The sermons of Bl. John Henry Newman illuminate the critical distinction between “real” and “unreal” Christianity, between the perfunctory fulfillment of moral laws for the sake of outward form and joyful obedience to a God of love to whom one owes an unrepayable debt. According to Newman, “real” Christians never lower moral standards for the sake of comfort or popularity. God’s truths brook no dilution or adulteration.

Servitude

In his sermon “The Strictness of the Law of Christ,” Newman commends St. Paul for preaching the whole truth, not half of it, when he stated, “Being then made free from sin, ye became the servants of righteousness” (Rom. 6:18). The half-truth that Christians relish is the awareness that they have been liberated from their old master, Satan, and released from bondage to sin. The other half that many prefer to ignore is the announcement of a new master, Christ, who purchased our freedom at the price of His passion and death. Too many of us imagine that our emancipation from sin and death carries no obligations on our part and releases us from the offices a servant owes to his lord. But Newman insists on the fullness of truth: “We are not free to be without service or post of any kind. It is not man’s nature to be out of all service and to be self-dependent.” While we welcome freedom from slavery to Satan, we do not easily entertain the idea of new service to a great King, assuming we now possess absolute independence with no new responsibilities — an illusion Newman dispels by citing St. Paul’s teaching: Free from sin, we “became the servants of righteousness.” There is no third option of independence from both Satan and God: “We may choose our master, but God or mammon we must serve,” Newman explains. “We cannot possibly be in a neutral or intermediate state. Such a state does not exist.” Human nature, however, finds comfort in an imagined state of limbo that demands no loyalty or commitment to any master except the individual ego.

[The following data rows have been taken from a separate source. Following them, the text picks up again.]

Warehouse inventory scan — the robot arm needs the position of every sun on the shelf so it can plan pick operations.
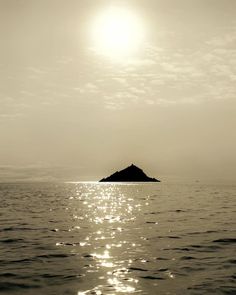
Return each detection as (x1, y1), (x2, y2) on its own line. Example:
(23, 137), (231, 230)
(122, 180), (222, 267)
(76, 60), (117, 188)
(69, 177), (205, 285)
(92, 7), (144, 58)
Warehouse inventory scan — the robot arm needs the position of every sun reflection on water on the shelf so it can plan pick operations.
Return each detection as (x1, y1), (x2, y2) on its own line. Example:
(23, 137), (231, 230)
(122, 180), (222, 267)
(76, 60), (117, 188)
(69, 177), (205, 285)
(74, 185), (138, 295)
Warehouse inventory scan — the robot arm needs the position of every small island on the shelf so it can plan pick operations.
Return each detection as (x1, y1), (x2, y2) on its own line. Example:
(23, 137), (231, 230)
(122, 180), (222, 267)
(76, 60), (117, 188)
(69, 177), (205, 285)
(99, 164), (160, 182)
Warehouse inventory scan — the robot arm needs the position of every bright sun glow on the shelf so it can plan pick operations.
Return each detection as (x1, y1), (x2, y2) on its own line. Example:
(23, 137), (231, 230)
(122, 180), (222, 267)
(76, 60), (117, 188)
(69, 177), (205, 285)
(92, 7), (144, 58)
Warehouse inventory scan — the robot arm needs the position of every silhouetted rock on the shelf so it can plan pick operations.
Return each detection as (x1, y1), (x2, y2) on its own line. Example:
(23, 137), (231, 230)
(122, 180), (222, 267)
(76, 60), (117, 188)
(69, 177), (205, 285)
(100, 164), (160, 182)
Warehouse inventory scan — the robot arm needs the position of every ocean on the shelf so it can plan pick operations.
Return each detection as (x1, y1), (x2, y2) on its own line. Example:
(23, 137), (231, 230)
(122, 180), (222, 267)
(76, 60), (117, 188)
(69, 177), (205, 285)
(0, 182), (236, 295)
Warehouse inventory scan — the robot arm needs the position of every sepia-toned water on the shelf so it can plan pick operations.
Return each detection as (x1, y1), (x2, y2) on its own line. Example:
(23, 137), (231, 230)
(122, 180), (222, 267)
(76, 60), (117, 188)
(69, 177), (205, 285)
(0, 183), (236, 295)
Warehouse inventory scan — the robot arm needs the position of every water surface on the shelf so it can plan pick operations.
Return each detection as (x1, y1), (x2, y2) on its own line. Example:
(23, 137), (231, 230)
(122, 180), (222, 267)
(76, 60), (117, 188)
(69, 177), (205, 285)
(0, 183), (236, 295)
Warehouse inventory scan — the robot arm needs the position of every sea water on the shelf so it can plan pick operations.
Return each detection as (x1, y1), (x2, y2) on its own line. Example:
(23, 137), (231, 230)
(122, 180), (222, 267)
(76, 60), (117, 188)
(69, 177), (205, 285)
(0, 183), (236, 295)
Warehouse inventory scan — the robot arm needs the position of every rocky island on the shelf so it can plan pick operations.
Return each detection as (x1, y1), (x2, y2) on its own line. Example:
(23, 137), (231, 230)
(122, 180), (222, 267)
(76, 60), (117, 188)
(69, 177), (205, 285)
(99, 164), (160, 182)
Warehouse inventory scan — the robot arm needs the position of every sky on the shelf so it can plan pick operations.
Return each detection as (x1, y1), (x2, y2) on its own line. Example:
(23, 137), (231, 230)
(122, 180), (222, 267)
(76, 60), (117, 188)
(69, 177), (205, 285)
(0, 0), (236, 182)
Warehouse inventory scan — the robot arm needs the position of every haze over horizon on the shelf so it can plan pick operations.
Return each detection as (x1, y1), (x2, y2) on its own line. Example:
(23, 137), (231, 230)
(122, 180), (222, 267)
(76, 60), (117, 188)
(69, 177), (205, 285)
(0, 0), (236, 182)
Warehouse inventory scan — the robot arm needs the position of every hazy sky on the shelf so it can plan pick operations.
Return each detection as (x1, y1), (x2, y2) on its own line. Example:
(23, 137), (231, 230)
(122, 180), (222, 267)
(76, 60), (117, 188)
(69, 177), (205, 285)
(0, 0), (236, 181)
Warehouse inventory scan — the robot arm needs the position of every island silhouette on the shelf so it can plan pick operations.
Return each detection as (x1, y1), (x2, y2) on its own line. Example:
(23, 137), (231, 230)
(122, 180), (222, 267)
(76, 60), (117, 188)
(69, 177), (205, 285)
(99, 164), (160, 182)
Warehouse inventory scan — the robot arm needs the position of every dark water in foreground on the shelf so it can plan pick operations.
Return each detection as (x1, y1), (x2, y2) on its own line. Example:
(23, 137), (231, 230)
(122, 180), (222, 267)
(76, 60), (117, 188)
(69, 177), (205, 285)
(0, 183), (236, 295)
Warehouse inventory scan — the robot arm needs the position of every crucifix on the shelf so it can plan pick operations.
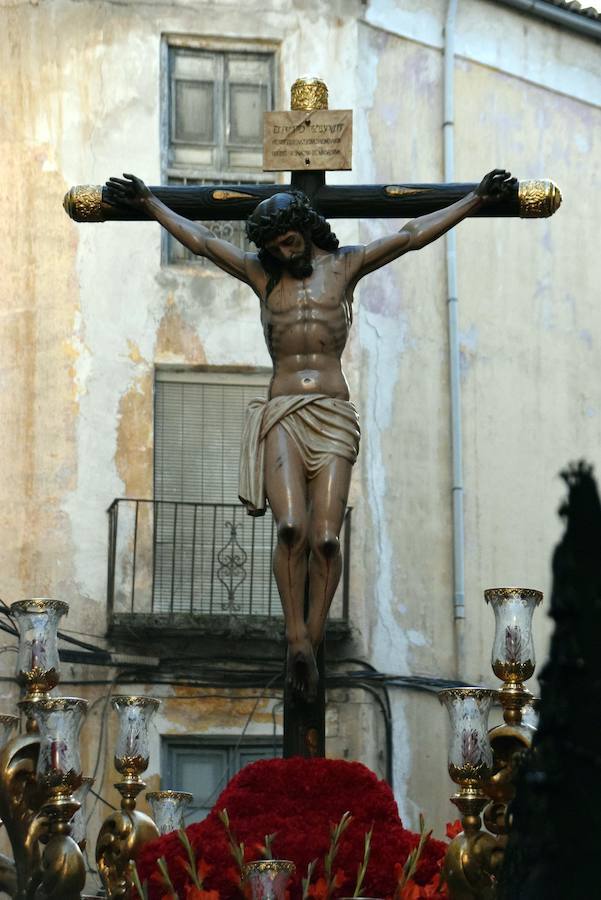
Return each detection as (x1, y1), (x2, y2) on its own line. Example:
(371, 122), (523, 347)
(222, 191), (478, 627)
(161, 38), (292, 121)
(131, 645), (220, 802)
(65, 78), (561, 756)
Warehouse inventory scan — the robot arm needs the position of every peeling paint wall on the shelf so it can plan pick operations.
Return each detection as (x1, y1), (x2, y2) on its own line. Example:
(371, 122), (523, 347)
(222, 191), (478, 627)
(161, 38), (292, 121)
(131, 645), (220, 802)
(0, 0), (601, 880)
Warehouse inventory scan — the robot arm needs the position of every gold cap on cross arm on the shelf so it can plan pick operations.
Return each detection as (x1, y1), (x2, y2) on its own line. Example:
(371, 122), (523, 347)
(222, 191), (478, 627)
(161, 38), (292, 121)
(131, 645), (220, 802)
(290, 75), (328, 109)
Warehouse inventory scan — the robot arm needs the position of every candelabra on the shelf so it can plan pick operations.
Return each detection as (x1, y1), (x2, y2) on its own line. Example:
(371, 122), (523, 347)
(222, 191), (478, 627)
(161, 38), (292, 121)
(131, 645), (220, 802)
(0, 598), (85, 900)
(96, 696), (159, 900)
(19, 697), (88, 900)
(439, 588), (542, 900)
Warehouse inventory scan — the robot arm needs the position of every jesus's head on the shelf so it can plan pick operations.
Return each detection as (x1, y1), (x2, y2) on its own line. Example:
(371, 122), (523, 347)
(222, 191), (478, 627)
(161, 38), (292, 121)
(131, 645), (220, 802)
(246, 191), (338, 286)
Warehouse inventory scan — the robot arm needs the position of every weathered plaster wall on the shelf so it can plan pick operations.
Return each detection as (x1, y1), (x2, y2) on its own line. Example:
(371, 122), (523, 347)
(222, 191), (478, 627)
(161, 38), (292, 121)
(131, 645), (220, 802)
(0, 0), (601, 880)
(356, 2), (601, 828)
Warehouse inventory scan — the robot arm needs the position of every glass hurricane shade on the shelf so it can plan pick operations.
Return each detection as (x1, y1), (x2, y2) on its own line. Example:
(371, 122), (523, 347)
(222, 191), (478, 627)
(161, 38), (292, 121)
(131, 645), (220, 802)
(19, 697), (88, 793)
(112, 695), (160, 776)
(242, 859), (296, 900)
(438, 688), (494, 786)
(11, 597), (69, 687)
(484, 588), (543, 683)
(146, 791), (192, 834)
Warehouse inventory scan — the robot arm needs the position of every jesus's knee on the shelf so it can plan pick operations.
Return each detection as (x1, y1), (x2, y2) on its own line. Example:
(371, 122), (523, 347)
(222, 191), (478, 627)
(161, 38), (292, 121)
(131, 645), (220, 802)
(278, 517), (307, 551)
(311, 528), (340, 559)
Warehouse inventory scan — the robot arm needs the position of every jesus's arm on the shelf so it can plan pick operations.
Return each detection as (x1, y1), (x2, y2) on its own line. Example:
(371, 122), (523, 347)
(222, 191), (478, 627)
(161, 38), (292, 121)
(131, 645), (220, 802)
(106, 175), (265, 291)
(353, 169), (515, 283)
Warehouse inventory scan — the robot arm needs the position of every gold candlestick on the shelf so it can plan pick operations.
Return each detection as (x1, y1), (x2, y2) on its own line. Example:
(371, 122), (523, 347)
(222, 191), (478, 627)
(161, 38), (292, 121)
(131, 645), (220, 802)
(438, 688), (502, 900)
(96, 696), (160, 900)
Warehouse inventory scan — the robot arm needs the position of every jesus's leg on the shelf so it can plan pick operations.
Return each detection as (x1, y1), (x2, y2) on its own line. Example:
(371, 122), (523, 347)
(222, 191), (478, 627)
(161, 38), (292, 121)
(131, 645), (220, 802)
(265, 425), (318, 700)
(307, 456), (352, 650)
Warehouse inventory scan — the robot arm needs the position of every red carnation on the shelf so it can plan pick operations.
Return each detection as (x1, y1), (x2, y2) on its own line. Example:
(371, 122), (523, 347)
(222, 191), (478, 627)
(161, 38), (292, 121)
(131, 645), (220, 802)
(138, 758), (446, 900)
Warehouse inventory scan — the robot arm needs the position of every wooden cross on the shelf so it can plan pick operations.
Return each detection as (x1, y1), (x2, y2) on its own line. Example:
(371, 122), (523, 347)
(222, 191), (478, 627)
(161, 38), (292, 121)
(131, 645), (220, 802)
(64, 78), (561, 756)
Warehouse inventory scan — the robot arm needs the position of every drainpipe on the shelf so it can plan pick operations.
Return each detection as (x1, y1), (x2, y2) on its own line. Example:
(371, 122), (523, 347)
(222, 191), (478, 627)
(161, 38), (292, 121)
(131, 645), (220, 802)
(442, 0), (465, 679)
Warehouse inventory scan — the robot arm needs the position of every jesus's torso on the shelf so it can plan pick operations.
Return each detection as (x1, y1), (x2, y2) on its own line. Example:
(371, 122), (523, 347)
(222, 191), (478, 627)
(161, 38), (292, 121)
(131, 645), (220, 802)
(261, 248), (352, 400)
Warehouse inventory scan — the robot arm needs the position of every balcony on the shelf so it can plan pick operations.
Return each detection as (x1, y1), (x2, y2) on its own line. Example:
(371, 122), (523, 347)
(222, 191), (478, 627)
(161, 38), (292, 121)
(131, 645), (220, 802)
(107, 498), (352, 640)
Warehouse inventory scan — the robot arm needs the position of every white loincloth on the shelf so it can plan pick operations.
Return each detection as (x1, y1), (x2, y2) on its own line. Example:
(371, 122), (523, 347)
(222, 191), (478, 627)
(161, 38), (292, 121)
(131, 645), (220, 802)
(239, 394), (361, 516)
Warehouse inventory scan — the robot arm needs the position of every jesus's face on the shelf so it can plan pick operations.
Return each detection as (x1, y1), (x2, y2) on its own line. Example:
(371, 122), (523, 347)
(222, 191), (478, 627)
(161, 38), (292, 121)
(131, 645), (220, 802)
(265, 230), (313, 278)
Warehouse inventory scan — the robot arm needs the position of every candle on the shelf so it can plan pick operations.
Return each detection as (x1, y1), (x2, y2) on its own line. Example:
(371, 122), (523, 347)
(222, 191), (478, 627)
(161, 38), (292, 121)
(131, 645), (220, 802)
(50, 740), (67, 772)
(31, 638), (44, 669)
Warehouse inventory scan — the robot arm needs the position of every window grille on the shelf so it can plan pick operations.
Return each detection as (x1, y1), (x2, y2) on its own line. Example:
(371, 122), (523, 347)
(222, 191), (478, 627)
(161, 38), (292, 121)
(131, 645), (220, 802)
(153, 371), (274, 616)
(162, 736), (282, 825)
(165, 46), (275, 266)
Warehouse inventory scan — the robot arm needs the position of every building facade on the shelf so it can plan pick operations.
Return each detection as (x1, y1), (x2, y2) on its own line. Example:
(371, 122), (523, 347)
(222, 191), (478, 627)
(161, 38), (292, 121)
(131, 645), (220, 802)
(0, 0), (601, 884)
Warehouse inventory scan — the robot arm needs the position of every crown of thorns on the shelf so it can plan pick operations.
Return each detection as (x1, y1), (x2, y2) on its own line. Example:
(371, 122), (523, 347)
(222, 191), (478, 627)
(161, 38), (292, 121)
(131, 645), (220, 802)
(246, 191), (322, 247)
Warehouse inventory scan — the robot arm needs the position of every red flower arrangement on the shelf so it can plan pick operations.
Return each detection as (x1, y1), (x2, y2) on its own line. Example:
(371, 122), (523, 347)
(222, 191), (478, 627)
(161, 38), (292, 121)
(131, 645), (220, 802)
(137, 758), (447, 900)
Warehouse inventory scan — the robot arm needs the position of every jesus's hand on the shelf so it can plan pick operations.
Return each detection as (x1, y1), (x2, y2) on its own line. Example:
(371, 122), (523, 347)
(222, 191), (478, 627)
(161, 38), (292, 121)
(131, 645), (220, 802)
(104, 172), (152, 209)
(474, 169), (518, 203)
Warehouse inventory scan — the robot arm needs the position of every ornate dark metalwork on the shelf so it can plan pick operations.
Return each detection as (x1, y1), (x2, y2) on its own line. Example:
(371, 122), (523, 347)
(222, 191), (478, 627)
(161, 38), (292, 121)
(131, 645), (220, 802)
(217, 522), (248, 612)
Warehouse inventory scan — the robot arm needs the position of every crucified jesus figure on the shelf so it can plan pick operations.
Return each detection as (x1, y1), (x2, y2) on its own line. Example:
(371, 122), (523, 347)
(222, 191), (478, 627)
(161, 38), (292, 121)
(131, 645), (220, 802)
(106, 169), (515, 701)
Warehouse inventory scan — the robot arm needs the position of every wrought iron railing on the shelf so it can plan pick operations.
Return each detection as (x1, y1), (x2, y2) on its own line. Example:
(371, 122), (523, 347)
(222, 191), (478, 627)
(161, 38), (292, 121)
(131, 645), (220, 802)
(108, 498), (351, 622)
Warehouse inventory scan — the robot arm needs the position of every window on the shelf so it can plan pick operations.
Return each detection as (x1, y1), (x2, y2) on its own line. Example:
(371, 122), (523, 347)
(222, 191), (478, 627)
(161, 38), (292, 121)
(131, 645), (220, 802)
(165, 42), (275, 266)
(149, 369), (350, 633)
(161, 735), (282, 825)
(153, 370), (282, 616)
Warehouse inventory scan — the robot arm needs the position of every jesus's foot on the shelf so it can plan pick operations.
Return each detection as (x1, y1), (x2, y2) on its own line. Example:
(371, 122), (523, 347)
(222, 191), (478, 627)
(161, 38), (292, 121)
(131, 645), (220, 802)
(286, 639), (319, 703)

This shift from slavery to sin to individual autonomy brings with it all kinds of allowances and exceptions. Whether it is the practice of artificial contraception, divorce and “remarriage,” failure to attend Mass, or dissent from the teachings of the Magisterium, the Christian excuses himself because “he does not understand that he is under a law, which he may not put himself above, which he may not dispense with.” Ultimately, belief in one’s independence from both service to God and enslavement to sin reverts to bondage to Satan: Pride subjugates man to the fallen archangel who boasted, “I will not serve.”